Au départ, ce n’était pas une obligation de migrer vers l’IA, alors que maintenant, c’est vraiment indispensable. Cela ne relève plus du confort de se dire nous travaillons sur l’IA, mais c’est réellement une obligation et c’est une tendance mondiale. Aujourd’hui, il y a une profusion de dispositifs comme les portables et il y a aussi une immense quantité de données, et le souci pour le futur, c’est de se dire comment gérer tout cela.

Tout est numérique ou tend à l’être, et l’IA n’est pas restreinte à un domaine d’application car on la retrouve partout, dans les systèmes embarqués dans les voitures par exemple, dans celui de la sécurité, la cyber sécurité, dans l’économie, dans l’agriculture pour ce qui est des systèmes d’irrigation ou de gestion des feux de forêt et même dans le domaine militaire (les drones, etc.)

  • Quelle est la stratégie adoptée dans ce domaine ?

La stratégie algérienne est désormais là, et l’Etat lui accorde beaucoup d’importance en parallèle avec le passage au numérique.

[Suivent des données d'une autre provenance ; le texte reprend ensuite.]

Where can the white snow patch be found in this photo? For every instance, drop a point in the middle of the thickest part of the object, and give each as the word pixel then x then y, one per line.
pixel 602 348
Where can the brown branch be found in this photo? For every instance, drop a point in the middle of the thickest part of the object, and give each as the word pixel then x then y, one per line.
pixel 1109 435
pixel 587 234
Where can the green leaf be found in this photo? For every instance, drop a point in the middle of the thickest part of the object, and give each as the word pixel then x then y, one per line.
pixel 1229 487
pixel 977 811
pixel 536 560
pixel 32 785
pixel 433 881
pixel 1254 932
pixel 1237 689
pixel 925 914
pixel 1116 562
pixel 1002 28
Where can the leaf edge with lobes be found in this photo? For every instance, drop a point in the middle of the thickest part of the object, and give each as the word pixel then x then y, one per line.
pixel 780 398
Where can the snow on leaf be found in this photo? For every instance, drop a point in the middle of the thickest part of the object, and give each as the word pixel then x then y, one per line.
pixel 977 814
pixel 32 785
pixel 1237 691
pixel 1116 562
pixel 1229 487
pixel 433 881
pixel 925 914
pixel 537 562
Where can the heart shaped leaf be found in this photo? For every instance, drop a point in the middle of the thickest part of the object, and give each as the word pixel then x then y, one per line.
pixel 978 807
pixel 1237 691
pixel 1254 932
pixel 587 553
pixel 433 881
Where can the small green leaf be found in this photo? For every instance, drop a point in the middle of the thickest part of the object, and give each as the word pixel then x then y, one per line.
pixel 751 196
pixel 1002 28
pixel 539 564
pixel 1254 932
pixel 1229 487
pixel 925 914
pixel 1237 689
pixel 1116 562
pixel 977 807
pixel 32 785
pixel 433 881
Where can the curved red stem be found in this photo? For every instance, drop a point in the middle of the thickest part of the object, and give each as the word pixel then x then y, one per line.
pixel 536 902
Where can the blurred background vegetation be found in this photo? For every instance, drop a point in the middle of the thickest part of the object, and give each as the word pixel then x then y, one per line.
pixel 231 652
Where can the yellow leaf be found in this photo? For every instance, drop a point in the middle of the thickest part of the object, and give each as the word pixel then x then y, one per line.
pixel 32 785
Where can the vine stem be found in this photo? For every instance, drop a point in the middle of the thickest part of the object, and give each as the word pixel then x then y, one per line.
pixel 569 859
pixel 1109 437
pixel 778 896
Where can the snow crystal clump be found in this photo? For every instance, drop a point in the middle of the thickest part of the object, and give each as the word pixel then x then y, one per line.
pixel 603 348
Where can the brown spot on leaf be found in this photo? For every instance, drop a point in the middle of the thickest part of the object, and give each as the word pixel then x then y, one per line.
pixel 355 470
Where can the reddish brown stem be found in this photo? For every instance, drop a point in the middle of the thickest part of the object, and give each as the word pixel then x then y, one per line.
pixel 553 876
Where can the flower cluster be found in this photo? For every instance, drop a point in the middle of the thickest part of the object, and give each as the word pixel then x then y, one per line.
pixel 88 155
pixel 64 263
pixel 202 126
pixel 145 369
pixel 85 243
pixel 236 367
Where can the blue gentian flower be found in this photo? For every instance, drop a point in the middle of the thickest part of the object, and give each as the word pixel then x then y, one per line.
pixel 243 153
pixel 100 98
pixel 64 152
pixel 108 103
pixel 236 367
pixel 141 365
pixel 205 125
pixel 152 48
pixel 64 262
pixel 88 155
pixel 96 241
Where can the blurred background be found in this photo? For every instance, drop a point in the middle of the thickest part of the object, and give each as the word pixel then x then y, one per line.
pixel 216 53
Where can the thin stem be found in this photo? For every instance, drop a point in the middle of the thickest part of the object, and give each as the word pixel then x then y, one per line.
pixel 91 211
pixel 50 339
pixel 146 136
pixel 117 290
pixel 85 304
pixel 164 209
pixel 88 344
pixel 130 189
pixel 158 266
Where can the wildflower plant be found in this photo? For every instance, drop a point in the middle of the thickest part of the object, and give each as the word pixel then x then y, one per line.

A ce sujet, je sais qu’il y avait une conférence au Club des Pins samedi    21 décembre. Je n’ai pas pu assister car l’invitation m’est parvenue en retard, mais là, on a dû parler de la stratégie à suivre pour ce qui est de l’intelligence artificielle, et un texte devra sûrement sortir de cette rencontre et va définir les étapes à suivre. Pour ma part, je pense qu’en gros, dans un premier temps, c’est une dynamique qui a été impulsée, c’est-à-dire commencer avec des conférences, faire circuler de l’information et après on passe à la structuration avec des financements adéquats.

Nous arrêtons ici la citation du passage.